Kesehatan – Demam berdarah dengue (DBD) menjadi isu kesehatan yang mendesak di Indonesia, terutama saat musim hujan. Peningkatan kasus DBD ini menarik perhatian Kementerian Kesehatan dan mendorong pencarian solusi pencegahan yang lebih efektif. Salah satu teknologi yang dipromosikan adalah penggunaan nyamuk ber-Wolbachia, yang telah terbukti efektif di berbagai negara di seluruh dunia.
Ahli Entomologi dari IPB University, Upik Kesumawati Hadi, menjelaskan bahwa teknologi nyamuk ber-Wolbachia telah digunakan di beberapa negara seperti Australia, Vietnam, Brazil, Kolombia, Honduras, El Salvador, dan Singapura untuk menurunkan kasus DBD.
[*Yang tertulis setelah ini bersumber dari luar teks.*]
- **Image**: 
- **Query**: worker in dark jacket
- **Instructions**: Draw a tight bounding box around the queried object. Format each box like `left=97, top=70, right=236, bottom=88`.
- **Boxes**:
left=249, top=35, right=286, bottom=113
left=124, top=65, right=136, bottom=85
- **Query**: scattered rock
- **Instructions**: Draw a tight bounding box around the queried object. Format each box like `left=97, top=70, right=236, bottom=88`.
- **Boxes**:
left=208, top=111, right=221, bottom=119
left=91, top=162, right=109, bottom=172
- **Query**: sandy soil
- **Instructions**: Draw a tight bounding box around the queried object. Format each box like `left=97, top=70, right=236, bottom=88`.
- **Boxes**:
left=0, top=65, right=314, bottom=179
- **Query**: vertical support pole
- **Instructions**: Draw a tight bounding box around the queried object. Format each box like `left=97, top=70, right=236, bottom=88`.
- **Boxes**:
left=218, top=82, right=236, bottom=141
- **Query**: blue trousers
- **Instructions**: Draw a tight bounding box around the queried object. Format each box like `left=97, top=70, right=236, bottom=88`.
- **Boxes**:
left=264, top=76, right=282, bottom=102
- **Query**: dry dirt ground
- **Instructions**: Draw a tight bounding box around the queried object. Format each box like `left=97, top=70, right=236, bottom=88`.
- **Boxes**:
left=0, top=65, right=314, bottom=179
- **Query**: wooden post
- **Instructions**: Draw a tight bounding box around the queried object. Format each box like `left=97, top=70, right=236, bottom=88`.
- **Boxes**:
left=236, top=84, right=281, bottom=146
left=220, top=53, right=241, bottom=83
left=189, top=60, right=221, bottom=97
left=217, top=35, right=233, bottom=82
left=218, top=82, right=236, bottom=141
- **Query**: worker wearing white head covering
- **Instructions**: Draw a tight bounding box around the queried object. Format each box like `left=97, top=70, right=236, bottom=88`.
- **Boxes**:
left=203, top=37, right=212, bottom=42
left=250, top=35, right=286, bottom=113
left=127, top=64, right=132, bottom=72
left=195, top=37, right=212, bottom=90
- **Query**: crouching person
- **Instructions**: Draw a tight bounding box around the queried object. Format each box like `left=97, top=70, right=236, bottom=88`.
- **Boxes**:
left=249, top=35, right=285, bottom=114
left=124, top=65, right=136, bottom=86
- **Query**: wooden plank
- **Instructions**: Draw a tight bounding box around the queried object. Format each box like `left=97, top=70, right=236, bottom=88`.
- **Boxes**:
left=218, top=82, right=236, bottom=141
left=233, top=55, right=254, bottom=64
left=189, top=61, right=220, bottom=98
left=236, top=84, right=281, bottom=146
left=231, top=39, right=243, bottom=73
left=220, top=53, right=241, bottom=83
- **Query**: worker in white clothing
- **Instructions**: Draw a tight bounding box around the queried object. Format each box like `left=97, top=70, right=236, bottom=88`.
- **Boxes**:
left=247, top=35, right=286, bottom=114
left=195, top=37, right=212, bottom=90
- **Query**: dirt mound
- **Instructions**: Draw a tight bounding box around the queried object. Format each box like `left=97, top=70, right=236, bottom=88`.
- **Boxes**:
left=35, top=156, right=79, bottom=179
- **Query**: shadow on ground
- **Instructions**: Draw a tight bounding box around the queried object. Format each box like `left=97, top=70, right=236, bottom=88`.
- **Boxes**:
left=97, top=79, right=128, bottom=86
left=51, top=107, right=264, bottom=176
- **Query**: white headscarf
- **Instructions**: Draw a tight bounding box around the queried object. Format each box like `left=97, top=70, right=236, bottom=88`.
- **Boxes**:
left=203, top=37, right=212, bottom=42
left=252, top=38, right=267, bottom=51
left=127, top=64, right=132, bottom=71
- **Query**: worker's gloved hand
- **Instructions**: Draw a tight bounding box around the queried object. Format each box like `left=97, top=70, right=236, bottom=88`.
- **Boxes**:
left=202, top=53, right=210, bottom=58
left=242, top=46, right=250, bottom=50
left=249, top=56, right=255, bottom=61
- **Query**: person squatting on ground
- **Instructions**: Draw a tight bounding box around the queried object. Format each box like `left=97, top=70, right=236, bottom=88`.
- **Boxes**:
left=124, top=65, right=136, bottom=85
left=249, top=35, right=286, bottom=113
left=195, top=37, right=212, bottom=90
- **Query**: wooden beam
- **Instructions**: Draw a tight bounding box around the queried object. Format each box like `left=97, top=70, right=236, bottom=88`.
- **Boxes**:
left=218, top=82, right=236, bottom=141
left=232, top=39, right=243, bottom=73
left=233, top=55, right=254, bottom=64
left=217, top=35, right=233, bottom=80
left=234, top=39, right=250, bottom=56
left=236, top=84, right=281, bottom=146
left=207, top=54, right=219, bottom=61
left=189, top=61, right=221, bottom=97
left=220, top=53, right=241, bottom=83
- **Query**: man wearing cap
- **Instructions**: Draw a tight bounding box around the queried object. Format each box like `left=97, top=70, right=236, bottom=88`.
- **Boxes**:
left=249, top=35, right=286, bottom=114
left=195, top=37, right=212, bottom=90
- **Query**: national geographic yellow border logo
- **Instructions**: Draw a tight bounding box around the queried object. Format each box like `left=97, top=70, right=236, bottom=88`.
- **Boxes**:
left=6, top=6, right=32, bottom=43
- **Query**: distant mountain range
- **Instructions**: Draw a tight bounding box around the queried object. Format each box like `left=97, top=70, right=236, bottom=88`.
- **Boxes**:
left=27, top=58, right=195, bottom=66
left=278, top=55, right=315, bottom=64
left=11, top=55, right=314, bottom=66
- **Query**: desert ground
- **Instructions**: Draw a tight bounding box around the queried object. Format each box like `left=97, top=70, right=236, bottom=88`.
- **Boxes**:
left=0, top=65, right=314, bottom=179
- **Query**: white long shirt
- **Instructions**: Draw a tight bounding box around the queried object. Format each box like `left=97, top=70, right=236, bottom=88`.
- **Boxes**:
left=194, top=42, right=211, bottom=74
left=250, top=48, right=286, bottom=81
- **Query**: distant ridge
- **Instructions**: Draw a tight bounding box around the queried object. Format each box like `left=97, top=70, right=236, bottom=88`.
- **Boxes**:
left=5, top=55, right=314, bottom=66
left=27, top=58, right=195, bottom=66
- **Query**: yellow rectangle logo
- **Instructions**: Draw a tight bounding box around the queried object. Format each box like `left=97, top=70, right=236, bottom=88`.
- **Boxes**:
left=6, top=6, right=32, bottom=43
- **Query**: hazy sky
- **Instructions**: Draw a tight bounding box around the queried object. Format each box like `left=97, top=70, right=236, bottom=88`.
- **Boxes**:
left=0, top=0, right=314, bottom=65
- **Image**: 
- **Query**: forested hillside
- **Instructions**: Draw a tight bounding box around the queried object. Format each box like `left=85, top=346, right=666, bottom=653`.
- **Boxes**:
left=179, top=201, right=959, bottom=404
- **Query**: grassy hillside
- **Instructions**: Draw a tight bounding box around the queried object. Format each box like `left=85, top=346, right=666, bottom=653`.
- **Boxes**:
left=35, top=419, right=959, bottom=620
Di Indonesia, Yogyakarta menjadi salah satu kota yang telah menerapkan teknologi ini dengan sukses. Menurut Upik, hasilnya menunjukkan penurunan 77 persen kasus DBD dan 86 persen potensi rawat inap pada tahun 2022.
Penerapan Teknologi Nyamuk Ber-Wolbachia di Indonesia
Teknologi ini telah direkomendasikan oleh Vector Control Advisory Group (VCAG) WHO pada tahun 2023 sebagai salah satu metode dalam menangani DBD. Sebagai langkah awal, pemerintah Indonesia telah memilih lima kota sebagai pilot project, yaitu Jakarta Barat, Bandung, Semarang, Bontang, dan Kupang.
Upik menekankan bahwa hasil dari penyebaran nyamuk ber-Wolbachia baru akan terlihat setelah satu sampai dua tahun, karena prosesnya membutuhkan waktu untuk mencapai populasi nyamuk yang sepenuhnya ber-Wolbachia.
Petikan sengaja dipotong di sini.